April 18 (UPI) -- In comparing three classes of medication for type 2 diabetes, researchers found one class, which includes the drugs Onglyza, Janumet and Januvia, did not reduce the risk of death.
Scientists from Imperial College London found that dipeptidyl peptidase inhibitors were not as effective as two others types when compared with a placebo: sodium-glucose cotransporter inhibitors, which include Jardiance and Invokana, and glucagon-like peptide agonists, which include Victoza, Byettea, Saxenda, Bydureon and Trulicity, and are used as injectables.
Their findings were published Tuesday in the Journal of the American Medical Association.
The researchers analyzed 236 trials involving 176,310 participatns, comparing all the drugs against each other, a placebo or no treatment at all. The three groups of drugs are among the top sellers for diabetes, according to FirePharma in 2016, including $2.3 billion in sales of Januvia, $984 million of Janumet, $2.1 billion of Victoza, $738 million of Trulicity and $1.3 billion of Inkokana.
The researchers found all of the drug classes lowered blood sugar levels, but only two types reduced the risk of death when compared with a placebo. The SGLT-2 inhibitor drugs were associated with a 20 percent reduction in risk of death, compared with a placebo pill or no medication, GLP-1 agonist drugs reduced the death risk by 18 percent and the DPP-4 inhibitor drugs weren't associated with a reduced risk of mortality.
"Type 2 diabetes has become a global epidemic, with more cases than ever before," leader author Dr Sean Zheng, a researcher at the National Heart and Lung Institute at Imperial, said in a press release. "The three drug classes assessed here are being increasingly prescribed, yet until now there have been no clinical trials studying how these drugs compare to each other, and which type of drug could be the best option for patients."

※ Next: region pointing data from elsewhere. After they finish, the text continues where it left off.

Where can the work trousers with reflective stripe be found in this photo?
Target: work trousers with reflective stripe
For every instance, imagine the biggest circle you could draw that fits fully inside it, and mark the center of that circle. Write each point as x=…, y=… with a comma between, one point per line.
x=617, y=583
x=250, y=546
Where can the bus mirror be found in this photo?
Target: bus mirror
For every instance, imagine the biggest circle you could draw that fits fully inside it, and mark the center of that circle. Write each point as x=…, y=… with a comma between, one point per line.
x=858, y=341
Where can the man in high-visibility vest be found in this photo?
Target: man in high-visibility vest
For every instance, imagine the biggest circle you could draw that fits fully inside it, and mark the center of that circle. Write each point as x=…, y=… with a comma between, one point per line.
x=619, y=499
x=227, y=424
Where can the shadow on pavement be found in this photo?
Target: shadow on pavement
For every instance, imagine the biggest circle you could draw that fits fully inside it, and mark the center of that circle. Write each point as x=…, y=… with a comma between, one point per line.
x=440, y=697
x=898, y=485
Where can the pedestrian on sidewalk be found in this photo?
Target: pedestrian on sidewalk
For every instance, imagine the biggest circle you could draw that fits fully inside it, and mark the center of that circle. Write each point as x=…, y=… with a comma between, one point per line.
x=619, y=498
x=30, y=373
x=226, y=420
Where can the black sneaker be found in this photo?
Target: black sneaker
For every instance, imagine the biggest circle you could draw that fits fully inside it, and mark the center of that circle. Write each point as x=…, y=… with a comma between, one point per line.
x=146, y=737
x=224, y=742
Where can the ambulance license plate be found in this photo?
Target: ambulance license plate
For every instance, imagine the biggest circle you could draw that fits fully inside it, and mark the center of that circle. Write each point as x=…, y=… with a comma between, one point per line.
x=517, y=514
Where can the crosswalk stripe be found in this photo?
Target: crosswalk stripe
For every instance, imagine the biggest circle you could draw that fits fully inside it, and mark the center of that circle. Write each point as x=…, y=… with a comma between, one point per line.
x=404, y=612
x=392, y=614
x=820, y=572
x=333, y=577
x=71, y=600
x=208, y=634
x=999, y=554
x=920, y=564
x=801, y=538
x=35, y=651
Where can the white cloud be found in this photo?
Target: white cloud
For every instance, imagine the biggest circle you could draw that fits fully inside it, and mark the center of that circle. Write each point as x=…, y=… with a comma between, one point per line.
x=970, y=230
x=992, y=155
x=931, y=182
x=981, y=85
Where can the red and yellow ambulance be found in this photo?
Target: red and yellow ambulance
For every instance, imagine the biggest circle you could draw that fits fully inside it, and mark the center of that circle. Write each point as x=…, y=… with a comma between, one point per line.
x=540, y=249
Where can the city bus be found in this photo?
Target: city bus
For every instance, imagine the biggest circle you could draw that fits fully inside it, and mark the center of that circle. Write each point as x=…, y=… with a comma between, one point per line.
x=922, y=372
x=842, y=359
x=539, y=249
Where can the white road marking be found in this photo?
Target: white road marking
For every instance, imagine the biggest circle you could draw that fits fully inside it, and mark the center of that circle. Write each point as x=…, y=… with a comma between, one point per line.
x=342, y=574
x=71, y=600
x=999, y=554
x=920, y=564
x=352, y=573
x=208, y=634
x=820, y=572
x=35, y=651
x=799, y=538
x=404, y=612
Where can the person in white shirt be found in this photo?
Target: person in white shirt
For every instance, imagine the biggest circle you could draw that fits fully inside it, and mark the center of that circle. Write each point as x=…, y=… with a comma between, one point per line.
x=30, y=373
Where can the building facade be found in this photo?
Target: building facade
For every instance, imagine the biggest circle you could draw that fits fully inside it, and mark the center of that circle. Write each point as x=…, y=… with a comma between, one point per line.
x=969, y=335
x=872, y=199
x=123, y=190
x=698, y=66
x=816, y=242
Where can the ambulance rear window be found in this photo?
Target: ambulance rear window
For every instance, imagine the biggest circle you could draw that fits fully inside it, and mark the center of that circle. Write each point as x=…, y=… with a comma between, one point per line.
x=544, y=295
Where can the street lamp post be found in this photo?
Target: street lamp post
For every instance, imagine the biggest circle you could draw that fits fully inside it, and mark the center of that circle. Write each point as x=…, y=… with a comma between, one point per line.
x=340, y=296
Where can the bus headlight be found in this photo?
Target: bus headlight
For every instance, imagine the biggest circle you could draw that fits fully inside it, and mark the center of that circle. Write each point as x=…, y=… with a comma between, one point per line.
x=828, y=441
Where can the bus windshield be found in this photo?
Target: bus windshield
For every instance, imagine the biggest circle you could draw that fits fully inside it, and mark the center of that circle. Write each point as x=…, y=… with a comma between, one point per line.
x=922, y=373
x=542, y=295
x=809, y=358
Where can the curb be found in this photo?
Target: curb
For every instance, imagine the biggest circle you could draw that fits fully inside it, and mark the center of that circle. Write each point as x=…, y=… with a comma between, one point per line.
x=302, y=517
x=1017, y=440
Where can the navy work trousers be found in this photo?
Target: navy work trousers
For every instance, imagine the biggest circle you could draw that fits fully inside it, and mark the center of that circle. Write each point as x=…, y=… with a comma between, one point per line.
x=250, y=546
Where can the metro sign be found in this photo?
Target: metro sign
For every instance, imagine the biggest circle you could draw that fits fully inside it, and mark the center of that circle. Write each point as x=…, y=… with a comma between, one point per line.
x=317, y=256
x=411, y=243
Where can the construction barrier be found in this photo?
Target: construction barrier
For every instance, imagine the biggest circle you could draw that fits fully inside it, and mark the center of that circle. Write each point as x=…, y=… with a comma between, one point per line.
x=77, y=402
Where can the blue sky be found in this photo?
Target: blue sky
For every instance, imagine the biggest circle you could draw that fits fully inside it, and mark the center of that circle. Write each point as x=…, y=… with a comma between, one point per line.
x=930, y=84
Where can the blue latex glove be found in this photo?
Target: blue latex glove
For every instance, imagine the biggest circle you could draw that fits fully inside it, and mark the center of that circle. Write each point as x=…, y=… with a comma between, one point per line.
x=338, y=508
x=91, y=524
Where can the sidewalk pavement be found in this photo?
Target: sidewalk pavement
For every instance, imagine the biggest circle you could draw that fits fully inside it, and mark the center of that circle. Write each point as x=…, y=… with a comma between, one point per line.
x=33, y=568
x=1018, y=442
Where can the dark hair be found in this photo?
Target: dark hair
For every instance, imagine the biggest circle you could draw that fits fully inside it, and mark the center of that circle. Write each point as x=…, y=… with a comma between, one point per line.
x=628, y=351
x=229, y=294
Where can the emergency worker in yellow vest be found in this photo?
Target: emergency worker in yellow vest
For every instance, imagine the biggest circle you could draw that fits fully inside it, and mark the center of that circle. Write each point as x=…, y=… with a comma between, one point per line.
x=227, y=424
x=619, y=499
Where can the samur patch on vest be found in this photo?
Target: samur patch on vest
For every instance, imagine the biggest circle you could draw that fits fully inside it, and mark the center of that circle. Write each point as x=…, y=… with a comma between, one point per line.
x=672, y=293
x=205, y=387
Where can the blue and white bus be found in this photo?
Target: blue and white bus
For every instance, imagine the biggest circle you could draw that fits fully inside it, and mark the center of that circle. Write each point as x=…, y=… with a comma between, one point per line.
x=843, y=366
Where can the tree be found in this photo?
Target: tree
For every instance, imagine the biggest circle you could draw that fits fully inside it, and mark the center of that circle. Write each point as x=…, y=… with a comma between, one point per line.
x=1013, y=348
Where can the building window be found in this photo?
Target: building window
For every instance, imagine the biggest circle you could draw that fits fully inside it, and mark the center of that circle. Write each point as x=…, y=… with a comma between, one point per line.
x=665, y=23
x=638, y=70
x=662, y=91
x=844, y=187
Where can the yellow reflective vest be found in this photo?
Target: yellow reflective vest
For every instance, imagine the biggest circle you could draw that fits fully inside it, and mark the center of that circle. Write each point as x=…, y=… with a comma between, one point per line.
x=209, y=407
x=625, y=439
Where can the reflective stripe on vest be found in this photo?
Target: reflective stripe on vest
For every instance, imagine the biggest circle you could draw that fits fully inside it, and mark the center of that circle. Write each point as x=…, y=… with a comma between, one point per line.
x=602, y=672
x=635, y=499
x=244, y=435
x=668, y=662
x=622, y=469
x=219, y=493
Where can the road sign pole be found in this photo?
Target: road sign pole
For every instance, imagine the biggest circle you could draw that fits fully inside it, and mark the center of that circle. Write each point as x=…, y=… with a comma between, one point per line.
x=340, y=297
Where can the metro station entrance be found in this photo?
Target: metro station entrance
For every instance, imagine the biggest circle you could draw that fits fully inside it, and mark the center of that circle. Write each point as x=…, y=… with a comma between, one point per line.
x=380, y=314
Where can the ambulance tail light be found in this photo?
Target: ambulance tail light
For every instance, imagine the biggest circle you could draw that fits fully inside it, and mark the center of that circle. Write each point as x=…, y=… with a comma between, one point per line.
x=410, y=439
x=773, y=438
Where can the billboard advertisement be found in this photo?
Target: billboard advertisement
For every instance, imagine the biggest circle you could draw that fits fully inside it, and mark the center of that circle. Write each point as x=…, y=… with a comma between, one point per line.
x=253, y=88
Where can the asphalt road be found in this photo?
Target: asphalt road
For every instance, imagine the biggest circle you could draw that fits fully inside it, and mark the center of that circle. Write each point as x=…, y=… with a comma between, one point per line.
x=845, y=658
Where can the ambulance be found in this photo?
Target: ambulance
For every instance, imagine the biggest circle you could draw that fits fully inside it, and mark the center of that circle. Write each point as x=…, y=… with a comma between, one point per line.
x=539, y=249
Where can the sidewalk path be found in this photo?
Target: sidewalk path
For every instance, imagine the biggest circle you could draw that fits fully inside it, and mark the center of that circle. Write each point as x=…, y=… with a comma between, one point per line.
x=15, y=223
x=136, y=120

In type 2 diabetes, levels of sugar in the blood to become too high, usually because of a lack of insulin.
Aside from changes to diet and exercise, most people need medication to control blood sugar.
Metformi is the most commonly prescribed drug type 2 diabetes and first on the market for the condition, but the drug sometimes doesn't work or triggers side effects.
GLT-2 inhibitors increase the amount of sugar excreted by the body, and GLP-1 agonists and DPP-4 inhibitors increase natural insulin levels.
In the study, SGLT-2 inhibitor drugs were associated with a 21 percent reduction in risk of dying from a cardiovascular event such as a heart attack or stroke and GLP-1 agonist medication was associated with a 15 percent drop. There was no reduction in risk of death from a cardiovascular event for the drugs DPP-4 inhibitors.
The SGLT-2 inhibitor drugs were associated with significant reductions in risk of heart failure compared compared with the two other.
Zheng said further work is now needed to confirm these findings and there was no evidence that any of the treatments caused harm. In addition, he said because these drugs are relatively new, they only tracked participants for a few years.
"Our hope is that in the crowded market that is diabetes medications, patients and their doctors have the necessary information to allow them to make informed decisions about long-term treatment strategies," Zheng said.